Pisa el tapiz de esta consunción de verdes el silencio. Un amanecer tras otro dispone de este diálogo fúnebre. Lo fracciona en las presencias de muchachos muy jóvenes que liberan el plomo y el dolor. Pronuncian la anatomía del verbo de la libertad. ¡Cómo lo enuncian! Pareciera que unce el monte la noche con la noche anterior; queda tiznado el paisaje de amianto, de silencios hilvanados con rotas frases; detonaciones retumbando las cosechas: es el siena y la pólvora que licúa la libertad en una complicidad matérica.

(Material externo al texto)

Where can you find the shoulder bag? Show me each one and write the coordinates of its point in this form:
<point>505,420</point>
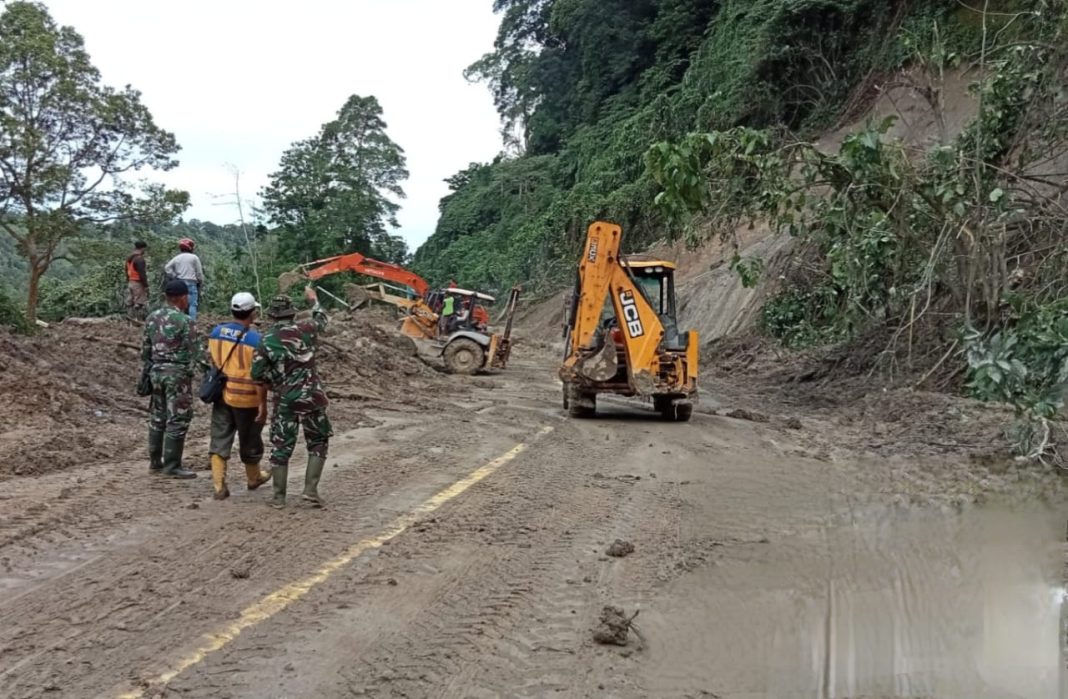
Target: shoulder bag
<point>215,381</point>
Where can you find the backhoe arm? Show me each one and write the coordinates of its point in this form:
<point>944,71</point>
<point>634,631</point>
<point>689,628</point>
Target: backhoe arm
<point>601,274</point>
<point>599,259</point>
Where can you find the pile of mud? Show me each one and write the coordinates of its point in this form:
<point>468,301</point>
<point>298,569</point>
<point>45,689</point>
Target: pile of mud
<point>69,397</point>
<point>71,400</point>
<point>365,358</point>
<point>914,409</point>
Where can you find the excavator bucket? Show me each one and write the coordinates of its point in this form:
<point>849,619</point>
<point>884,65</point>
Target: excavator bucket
<point>289,279</point>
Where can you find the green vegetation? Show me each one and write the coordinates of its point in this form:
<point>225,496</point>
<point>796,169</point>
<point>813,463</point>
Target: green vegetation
<point>971,232</point>
<point>584,89</point>
<point>69,143</point>
<point>71,146</point>
<point>331,192</point>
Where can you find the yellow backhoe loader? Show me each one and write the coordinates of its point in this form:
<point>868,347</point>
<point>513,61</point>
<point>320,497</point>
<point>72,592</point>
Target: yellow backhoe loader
<point>621,332</point>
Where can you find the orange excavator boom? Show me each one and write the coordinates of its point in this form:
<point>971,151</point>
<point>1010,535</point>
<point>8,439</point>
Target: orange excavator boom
<point>364,265</point>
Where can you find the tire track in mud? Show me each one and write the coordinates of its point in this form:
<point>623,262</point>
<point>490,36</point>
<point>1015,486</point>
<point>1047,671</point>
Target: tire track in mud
<point>516,624</point>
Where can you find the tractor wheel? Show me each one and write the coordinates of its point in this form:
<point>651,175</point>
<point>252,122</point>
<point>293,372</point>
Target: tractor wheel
<point>464,356</point>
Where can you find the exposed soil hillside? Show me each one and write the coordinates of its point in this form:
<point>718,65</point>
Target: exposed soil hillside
<point>69,398</point>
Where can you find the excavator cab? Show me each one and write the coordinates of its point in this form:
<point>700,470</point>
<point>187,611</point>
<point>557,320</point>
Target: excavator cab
<point>622,332</point>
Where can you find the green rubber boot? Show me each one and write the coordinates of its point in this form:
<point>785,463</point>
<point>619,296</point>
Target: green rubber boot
<point>312,477</point>
<point>155,450</point>
<point>172,457</point>
<point>279,476</point>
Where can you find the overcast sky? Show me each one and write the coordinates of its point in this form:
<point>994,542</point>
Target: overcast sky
<point>239,80</point>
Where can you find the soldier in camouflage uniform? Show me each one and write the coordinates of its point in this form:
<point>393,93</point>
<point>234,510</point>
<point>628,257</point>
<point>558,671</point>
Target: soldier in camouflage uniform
<point>169,352</point>
<point>285,360</point>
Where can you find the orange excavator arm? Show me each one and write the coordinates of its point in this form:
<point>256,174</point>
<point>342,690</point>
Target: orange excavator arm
<point>364,265</point>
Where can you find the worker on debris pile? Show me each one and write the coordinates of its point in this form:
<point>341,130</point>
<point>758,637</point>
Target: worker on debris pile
<point>186,266</point>
<point>169,351</point>
<point>448,310</point>
<point>285,360</point>
<point>137,282</point>
<point>241,412</point>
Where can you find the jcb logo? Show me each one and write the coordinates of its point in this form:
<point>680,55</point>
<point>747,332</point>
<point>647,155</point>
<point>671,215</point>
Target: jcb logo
<point>630,314</point>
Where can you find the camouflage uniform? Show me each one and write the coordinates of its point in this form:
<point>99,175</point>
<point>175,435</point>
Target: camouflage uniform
<point>170,352</point>
<point>285,361</point>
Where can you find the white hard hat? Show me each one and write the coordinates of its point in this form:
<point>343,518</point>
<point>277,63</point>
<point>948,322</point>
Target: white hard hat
<point>242,301</point>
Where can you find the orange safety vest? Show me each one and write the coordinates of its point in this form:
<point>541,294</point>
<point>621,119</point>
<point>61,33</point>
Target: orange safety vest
<point>131,273</point>
<point>240,391</point>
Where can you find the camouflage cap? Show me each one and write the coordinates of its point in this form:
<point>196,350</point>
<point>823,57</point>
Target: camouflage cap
<point>281,307</point>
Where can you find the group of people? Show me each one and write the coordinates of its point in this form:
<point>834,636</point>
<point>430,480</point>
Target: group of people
<point>185,266</point>
<point>280,360</point>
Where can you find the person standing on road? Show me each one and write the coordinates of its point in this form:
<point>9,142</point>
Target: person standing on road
<point>285,360</point>
<point>169,350</point>
<point>137,282</point>
<point>241,412</point>
<point>448,309</point>
<point>186,266</point>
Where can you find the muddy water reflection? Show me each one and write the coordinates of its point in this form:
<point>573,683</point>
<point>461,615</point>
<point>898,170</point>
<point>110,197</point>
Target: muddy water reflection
<point>888,604</point>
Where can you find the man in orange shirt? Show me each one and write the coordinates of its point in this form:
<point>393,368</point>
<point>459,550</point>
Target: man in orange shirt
<point>241,412</point>
<point>137,282</point>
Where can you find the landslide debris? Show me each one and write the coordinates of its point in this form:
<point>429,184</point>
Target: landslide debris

Por el horizonte, blande, tremola el ocaso una franja de violetas e índigos que siegan del rojo de la libertad: escaldaduras de endrinos. Robados de la mies de las veredas, de las cunetas donde yace la vida que no fuimos, que no supimos amar, trazan un sendero de jaldes y amarillos. Los dioses se muestran satisfechos por esta savia relatora. Obra la inmemoria hachazos de hiel y desvela olor a pan, como si el trigo compareciera en el refractario hogar con la lumbre de las tumbas de tierra. 
Se enredan en las zarzas los últimos diálogos de las sacas. De ahí les desaloja este milagro. Ellos hicieron aquella sembradura y se trasvasa un silencio que descifra su reverso. Las lee, las pronuncia con vez queda, amatoria. En tanto que este portento acaece, los niños mayores que hurgan entre la muerte, hablan un insólito idioma capaz de dar razón de los sentidos allí desparramados. Un lenguaje bellísimo que habla de amor, de libertad, de solidaridad. Palabras que viajan entreveradas con ecos lejanos, a veces cercanos, muy próximos, como si la vida palpitara en las hojas desprendidas.

Mueve el viento este verbo por el paraje de Estépar. El otoño le recibe y a su vez le concibe.